The funeral procession proceeds towards the cremation ground, generally at the bank of river or stream. The adult sons have the right over anyone else to lift the body. The sons-in-law and nephews lift the bier upon their shoulders uttering "Hari hari bol" three times. Women are also allowed to attend the cremation. A person carries the basket containing paddy, cotton, sesame and used chopper (damra). He sprinkles it onto the road ahead of the procession.

Firewood is arranged one over another and the body is placed onto the pyre with the head facing north. More firewood is placed over the body.

The eldest son reserves the right of touching the fire to the mouth of the dead body; this is called hortanlaio. He takes a bamboo stick, the top of which is wrapped with a piece of cloth, dips it in oil and lights it. He moves three to seven times around the dead body, with the fiery stick in his left hand and carrying water in an earthen pitcher in his right hand. After encircling once he touches the mouth of the deceased with the burning end of the bamboo stick. Thereafter all persons attending the cremation place the fire to the dead body turn by turn.with left hand. After placing the fire people who placed fire make knot of the ground grasses in believe that the departed soul will not be able to follow them by making the way knotted with grasses.

==Purification bath==

The participants go to the deceased's house after taking a purification bath in a nearby source of water. When the cremation participants return home, they are sprinkled with secret Ganges water by using a Tulsi leaf on their head and touch fire.

The people are not allowed to eat rice other than soaked grain and rice flakes with sugar until the evening star is observed in the sky. The mourning period is seven days for the male descendants and unmarried daughters and three days for married daughters of the deceased. But by the influence of the Brahmin, a thirteen-day shraddha is observed in recent times by the male descendant and male lineage. The maikhlai rimani ceremony or shraddho is observed at the end of the mourning period by the offering of food and drink to the departed soul. Villagers are also invited to take part in this ceremony and to feast with the mourning family. This ceremony used to be performed by the ochai.

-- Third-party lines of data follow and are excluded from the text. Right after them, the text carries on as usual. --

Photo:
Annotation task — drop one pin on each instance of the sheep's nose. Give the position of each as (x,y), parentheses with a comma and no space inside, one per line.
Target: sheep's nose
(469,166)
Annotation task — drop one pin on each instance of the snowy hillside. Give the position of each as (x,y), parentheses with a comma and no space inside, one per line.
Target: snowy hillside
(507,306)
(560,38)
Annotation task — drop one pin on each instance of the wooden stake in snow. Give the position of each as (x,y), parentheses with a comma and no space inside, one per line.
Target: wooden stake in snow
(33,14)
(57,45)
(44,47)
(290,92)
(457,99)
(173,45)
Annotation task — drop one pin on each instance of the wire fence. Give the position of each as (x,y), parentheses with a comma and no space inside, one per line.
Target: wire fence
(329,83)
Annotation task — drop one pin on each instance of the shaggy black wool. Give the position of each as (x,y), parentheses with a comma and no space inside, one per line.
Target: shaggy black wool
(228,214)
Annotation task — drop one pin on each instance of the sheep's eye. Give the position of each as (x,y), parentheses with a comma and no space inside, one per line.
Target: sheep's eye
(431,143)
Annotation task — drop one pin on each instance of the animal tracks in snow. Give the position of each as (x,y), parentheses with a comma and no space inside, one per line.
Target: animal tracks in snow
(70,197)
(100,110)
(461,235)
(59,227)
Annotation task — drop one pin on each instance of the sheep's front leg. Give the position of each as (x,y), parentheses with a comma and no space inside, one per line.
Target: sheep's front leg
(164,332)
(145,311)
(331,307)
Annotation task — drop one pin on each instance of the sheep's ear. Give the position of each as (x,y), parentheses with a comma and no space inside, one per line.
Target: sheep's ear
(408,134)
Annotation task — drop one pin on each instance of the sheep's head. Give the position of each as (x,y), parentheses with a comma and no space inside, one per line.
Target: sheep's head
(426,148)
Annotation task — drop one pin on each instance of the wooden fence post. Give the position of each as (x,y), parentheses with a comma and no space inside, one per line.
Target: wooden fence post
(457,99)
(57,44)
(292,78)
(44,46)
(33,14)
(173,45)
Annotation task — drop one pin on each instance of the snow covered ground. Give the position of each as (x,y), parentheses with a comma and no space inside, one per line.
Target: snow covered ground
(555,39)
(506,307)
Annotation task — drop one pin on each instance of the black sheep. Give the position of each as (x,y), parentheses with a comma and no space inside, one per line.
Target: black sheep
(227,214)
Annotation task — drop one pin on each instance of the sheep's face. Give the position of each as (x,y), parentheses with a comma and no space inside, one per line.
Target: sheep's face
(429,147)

The ash or the piece of bone of the forehead is kept in a small, newly constructed hut (osthi nok) for the purpose and worshiped until the first Hangrai the Sankranti, after the death. The remains are submerged in Dumbur (the waterfall at Gumti river, in Tripura) or in the Ganges river at Sagardeep or any holy place of the Hindus according to means.
For next 13 days the relatives of deceased person can't go/touch family shrines, temples, and can't perform any religious holy rituals. They need to follow vegetarian food until maikhlai rima / offering to the deceased person is performed.